Question

Write the composite function in the form \(f\left( {g\left( x \right)} \right)\). (Identify the inner function \(u = g\left( x \right)\) and the outer function \(y = f\left( u \right)\).) Then find the derivative \(\frac{{dy}}{{dx}}\).

5. \(y = {e^{\sqrt x }}\)

Short answer

The inner function and outer function are \(u = g\left( x \right) = \sqrt x \) and \(y = f\left( u \right) = {e^u}\). The derivative of the function is \(\frac{{dy}}{{dx}} = \frac{{{e^{\sqrt x }}}}{{2\sqrt x }}\).

Step-by-step solution

The Chain Rule

The composite function \(F = f \circ g\)is denoted by \(F\left( x \right) = f\left( {g\left( x \right)} \right)\). The differentiation of this function is obtained by using chain rule as shown below:

\(F'\left( x \right) = f'\left( {g\left( x \right)} \right) \cdot g'\left( x \right)\)

By using Leibniz notation,it is defined as:

\(\frac{{dy}}{{dx}} = \frac{{dy}}{{du}}\frac{{du}}{{dx}}\)

Identify the inner function and outer function

Consider \(u = g\left( x \right) = \sqrt x \) as the inner function.

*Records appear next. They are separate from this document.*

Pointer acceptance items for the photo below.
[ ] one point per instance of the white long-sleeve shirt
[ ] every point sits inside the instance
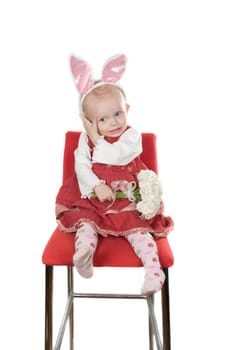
(121, 152)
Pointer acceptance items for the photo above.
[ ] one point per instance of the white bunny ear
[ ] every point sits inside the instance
(82, 74)
(114, 68)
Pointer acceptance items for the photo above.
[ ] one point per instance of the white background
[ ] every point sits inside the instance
(179, 84)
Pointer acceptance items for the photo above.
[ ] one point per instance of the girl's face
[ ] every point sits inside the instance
(108, 109)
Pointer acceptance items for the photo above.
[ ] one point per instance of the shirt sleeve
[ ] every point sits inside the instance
(121, 152)
(86, 178)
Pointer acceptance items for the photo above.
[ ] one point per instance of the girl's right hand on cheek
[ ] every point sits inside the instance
(90, 128)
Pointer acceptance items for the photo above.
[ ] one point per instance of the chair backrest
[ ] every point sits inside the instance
(149, 156)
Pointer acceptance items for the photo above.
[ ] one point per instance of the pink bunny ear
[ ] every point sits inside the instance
(82, 74)
(114, 68)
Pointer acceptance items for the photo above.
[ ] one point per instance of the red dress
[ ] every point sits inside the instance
(115, 218)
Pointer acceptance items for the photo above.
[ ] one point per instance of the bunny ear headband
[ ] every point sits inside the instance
(112, 72)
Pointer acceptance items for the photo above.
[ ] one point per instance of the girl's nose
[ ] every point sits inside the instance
(113, 121)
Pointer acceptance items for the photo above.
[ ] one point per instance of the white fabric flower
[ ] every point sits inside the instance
(151, 194)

Let \(y = f\left( u \right) = {e^u}\) be the outer function.

Differentiate the function

Use Leibniz notation to differentiate the function as shown below:

\(\begin{aligned}\frac{{dy}}{{dx}} &= \frac{{dy}}{{du}} \cdot \frac{{du}}{{dx}}\\ &= \frac{d}{{du}}\left( {{e^u}} \right) \cdot \frac{d}{{dx}}\left( {\sqrt x } \right)\\ &= \frac{d}{{du}}\left( {{e^u}} \right) \cdot \frac{d}{{dx}}\left( {{x^{\frac{1}{2}}}} \right)\\ &= {e^u} \cdot \frac{1}{2}{x^{ - \frac{1}{2}}}\\ &= {e^{\sqrt x }} \cdot \frac{1}{{2\sqrt x }}\\ &= \frac{{{e^{\sqrt x }}}}{{2\sqrt x }}\end{aligned}\)

Thus, the derivative of the function is \(\frac{{dy}}{{dx}} = \frac{{{e^{\sqrt x }}}}{{2\sqrt x }}\).